So on Monday I opened iTunes on my laptop to be greeted with the words Tomorrow is just another day. That you’ll never forget. Check back here tomorrow for an exciting announcement from iTunes.
And it is Apple right? So if they’re getting us all jazzed up for an announcement it’s got to be good. Speculation was rife, both online and in my apartment, about what the announcement could be – would it be an iTunes cloud? apps for Apple TV? social media plugins? Oh my god they’re going to link up with Facebook seeing as Ping isn’t going well! etc. etc.
So the moment comes and … erm … the Beatles are on iTunes? … that’s it? … is that really THAT exciting? … do we care? and not even that … this has been going on for YEARS and mainstream media had already reported the agreement had been reached in advance of yesterday’s announcement, so it wasn’t even new information.
I for one was certainly not expecting the “BIG” announcement to be about the Beatles music.
And I wasn’t the only one; there was a lot of activitity on Twitter to the same affect, with tweets such as Oh My God! Music that has been available for 40 years is… available!!!! from @DannyZuker and I can now buy music from the Beatles!? If this was the fifties I’d be excited. from @colmr.
It was not a day we are never going to forget.

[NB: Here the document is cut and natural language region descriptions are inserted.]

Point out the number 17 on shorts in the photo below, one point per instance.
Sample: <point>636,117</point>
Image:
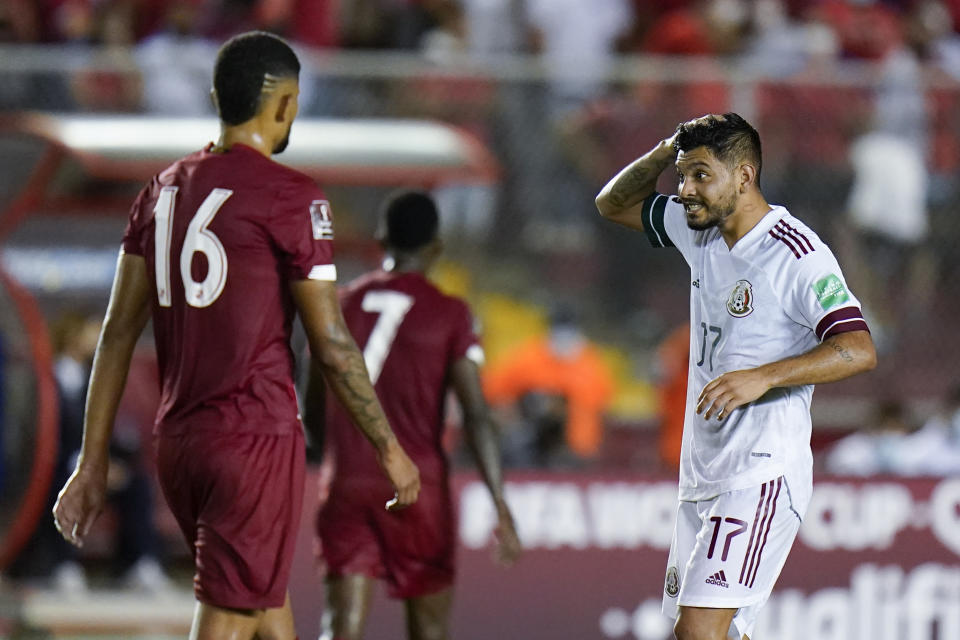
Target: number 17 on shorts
<point>728,551</point>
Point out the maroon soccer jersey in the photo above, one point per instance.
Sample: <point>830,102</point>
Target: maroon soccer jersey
<point>222,234</point>
<point>410,334</point>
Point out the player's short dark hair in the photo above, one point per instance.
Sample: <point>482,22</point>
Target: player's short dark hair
<point>242,63</point>
<point>731,139</point>
<point>410,220</point>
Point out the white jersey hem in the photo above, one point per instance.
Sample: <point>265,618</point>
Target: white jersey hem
<point>710,490</point>
<point>721,603</point>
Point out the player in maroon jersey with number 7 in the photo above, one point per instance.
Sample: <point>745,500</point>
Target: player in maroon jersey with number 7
<point>221,249</point>
<point>417,343</point>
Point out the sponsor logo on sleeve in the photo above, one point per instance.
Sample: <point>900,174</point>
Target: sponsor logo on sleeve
<point>718,579</point>
<point>321,220</point>
<point>740,302</point>
<point>671,585</point>
<point>830,292</point>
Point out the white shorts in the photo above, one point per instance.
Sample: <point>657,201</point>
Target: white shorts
<point>728,551</point>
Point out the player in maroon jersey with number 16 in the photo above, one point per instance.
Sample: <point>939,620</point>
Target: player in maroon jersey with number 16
<point>223,247</point>
<point>417,343</point>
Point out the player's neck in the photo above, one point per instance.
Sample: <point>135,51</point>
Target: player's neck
<point>247,134</point>
<point>395,263</point>
<point>750,210</point>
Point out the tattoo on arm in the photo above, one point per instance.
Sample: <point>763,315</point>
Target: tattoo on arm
<point>347,376</point>
<point>842,352</point>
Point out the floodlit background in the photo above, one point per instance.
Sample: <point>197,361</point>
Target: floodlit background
<point>540,102</point>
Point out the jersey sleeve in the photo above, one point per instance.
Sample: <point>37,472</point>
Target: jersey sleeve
<point>464,340</point>
<point>302,229</point>
<point>140,213</point>
<point>665,223</point>
<point>818,296</point>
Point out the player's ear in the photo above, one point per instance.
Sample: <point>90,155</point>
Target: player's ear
<point>747,176</point>
<point>283,104</point>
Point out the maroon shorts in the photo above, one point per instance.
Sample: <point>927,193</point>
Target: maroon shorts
<point>412,550</point>
<point>237,499</point>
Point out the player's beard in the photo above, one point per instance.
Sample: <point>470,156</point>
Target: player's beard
<point>280,146</point>
<point>713,214</point>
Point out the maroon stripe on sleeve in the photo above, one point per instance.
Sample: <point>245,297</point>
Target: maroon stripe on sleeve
<point>786,242</point>
<point>766,533</point>
<point>796,234</point>
<point>840,321</point>
<point>753,530</point>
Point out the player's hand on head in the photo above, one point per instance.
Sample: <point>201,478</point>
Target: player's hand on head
<point>725,393</point>
<point>404,476</point>
<point>80,502</point>
<point>508,548</point>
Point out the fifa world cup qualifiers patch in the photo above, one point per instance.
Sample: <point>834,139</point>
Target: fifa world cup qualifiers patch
<point>672,583</point>
<point>320,220</point>
<point>830,292</point>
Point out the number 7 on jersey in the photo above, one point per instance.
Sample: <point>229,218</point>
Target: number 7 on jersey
<point>392,307</point>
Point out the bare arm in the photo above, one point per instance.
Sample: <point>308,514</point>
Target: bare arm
<point>81,498</point>
<point>838,357</point>
<point>336,354</point>
<point>484,444</point>
<point>621,199</point>
<point>314,412</point>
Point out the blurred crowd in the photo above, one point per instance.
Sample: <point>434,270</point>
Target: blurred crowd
<point>866,29</point>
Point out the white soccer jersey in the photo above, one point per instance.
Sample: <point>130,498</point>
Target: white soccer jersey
<point>777,293</point>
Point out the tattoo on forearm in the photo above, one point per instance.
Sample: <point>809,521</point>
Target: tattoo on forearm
<point>351,383</point>
<point>842,352</point>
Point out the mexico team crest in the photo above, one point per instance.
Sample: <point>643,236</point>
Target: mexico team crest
<point>740,302</point>
<point>672,584</point>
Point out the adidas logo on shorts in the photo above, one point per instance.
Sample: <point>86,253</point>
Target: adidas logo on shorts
<point>718,579</point>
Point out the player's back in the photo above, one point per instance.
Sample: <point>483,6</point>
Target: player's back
<point>410,334</point>
<point>221,235</point>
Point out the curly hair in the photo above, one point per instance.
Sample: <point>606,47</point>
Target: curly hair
<point>730,138</point>
<point>243,65</point>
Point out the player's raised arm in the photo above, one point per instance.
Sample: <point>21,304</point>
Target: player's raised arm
<point>81,499</point>
<point>839,356</point>
<point>484,444</point>
<point>334,349</point>
<point>621,199</point>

And, the larger issue is, not only did people feel massively let down by the so-called “big” announcement, but as a result Apple has now lost some of it’s credibility. People expect Apple to make a big deal about an announcement when there should be a big deal made about an announcement, and only then.
Maybe it was a big deal for Apple given how long it’s taken, but as customers we just weren’t that excited, and now, next time Apple has a big announcement I don’t think people are going to get as excited.
Apple didn’t deliver for people and that is going to hurt them for the next time.
Take home message?
If you have a following and those people expect certain things of you – don’t take advantage of that and make sure you deliver!